2. Nos termos da redação atual do art. 16, § 10 da LIA, “A indisponibilidade recairá sobre bens que assegurem exclusivamente o integral ressarcimento do dano ao erário, sem incidir sobre os valores a serem eventualmente aplicados a título de multa civil ou sobre acréscimo patrimonial decorrente de atividade lícita.” A referida norma, por tratar-se de norma de direito administrativo sancionador, retroage em benefício dos agravantes/ réus na ação de improbidade administrativa, cuja vigência iniciou-se em outubro de 2021, portanto, posteriormente à prática dos fatos e da data da decisão (01/10/2020).. Precedentes do STJ.
3. Como o valor em bens relativo à multa a ser aplicada, por força da nova redação do art. 16, § 10, da Lei de Improbidade Administrativa (Lei 8.429/92), não mais incidirá, resta apenas o valor em bens referente aos danos ao erário, qual seja R$ 1.056,669,28 (hum milhão cinquenta e seis mil seiscentos e sessenta e nove reais e vinte e oito centavos).
4. Referido valor incide sobre bens pertencentes à três réus da ação de improbidade. Logo, os valores em bens bloqueados, referentes apenas aos dois agravantes perfazem a quantia de R$ 704.446,18 (setecentos e quatro mil quatrocentos e quarenta e seis reais e dezoito centavos), sendo R$ 352.223,09 (trezentos e cinquenta e dois mil duzentos e vinte e três reais e nove centavos) para cada um desses dois réus.
5. Quanto à alegada ausência de demonstração da conduta improba, dolosa ou culposa imputada aos recorrentes, é indispensável dilação probatória, esta incompatível com o recurso de agravo de instrumento, cuja cognição é superficial e limitada.
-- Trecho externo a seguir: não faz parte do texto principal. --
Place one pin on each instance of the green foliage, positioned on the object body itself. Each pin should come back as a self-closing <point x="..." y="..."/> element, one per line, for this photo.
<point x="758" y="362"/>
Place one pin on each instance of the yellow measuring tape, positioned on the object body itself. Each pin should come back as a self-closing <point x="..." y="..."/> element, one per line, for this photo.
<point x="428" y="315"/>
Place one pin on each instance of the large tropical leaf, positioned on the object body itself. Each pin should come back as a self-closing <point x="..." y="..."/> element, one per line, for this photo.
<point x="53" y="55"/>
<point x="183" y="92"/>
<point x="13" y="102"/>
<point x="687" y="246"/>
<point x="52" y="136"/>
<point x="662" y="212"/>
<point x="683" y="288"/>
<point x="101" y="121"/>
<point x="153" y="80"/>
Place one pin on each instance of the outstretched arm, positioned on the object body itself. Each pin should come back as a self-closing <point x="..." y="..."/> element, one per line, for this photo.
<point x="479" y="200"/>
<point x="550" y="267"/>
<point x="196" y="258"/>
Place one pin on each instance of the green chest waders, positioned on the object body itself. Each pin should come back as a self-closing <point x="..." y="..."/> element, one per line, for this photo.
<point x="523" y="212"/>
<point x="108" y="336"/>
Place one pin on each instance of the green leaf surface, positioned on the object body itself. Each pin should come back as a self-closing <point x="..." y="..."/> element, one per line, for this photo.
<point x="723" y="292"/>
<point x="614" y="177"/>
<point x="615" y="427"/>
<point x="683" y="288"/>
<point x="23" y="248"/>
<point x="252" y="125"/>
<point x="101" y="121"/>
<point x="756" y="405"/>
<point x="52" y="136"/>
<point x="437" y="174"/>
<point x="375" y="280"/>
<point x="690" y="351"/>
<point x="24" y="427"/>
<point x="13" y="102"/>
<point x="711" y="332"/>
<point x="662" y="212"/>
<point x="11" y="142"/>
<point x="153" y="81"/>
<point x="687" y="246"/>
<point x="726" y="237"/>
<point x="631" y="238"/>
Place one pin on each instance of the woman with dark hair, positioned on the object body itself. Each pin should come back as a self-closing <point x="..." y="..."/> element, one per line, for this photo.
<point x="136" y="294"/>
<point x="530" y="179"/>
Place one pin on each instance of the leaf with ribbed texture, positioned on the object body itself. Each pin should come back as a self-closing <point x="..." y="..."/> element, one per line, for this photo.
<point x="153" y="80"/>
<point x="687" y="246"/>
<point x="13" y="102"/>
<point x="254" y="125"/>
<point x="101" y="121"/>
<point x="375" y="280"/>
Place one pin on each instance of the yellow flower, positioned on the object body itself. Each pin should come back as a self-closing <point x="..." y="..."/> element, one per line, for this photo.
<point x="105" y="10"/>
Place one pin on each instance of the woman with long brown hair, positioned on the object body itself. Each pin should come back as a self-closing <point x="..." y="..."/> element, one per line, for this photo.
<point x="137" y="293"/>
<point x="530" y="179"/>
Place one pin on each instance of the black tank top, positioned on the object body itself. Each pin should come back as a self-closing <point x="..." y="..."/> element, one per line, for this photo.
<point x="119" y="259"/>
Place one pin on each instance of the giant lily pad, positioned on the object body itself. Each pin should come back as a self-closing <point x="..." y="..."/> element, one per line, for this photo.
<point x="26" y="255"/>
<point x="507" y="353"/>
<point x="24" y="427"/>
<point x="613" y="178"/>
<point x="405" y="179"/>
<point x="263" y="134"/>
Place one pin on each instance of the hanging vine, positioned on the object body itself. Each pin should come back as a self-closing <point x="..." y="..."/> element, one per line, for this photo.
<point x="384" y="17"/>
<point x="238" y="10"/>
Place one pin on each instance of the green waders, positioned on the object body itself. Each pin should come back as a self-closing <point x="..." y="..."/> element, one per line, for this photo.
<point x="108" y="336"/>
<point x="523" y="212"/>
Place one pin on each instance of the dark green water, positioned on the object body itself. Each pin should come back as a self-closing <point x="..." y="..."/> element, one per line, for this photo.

6. Recurso conhecido e parcialmente provido.
RELATÓRIO
Trata-se de AGRAVO DE INSTRUMENTO interposto por QUIRINO DE ALENCAR AVELINO e MARIA DE FRANÇA AVELINO em face de decisão proferida pelo d. juízo da Vara Única da comarca de Itaueira – PI, nos autos da Ação de Improbidade Administrativa - Processo nº 0800388-20.2020.8.18.0056, ajuizada pelo Ministério Público do Estado do Piauí.
Na decisão agravada (Num. 2606327), o d. juízo na origem, considerando presentes o “fummus boni iuris” e o “periculum in mora”, determinou o bloqueio de bens dos agravantes, no valor total de R$ 2.113.338,56 (dois milhões cento e treze mil, trezentos e trinta e oito reais e cinquenta e seis centavos). Determinou ainda o afastamento do gestor municipal Quirino de Alencar Avelino.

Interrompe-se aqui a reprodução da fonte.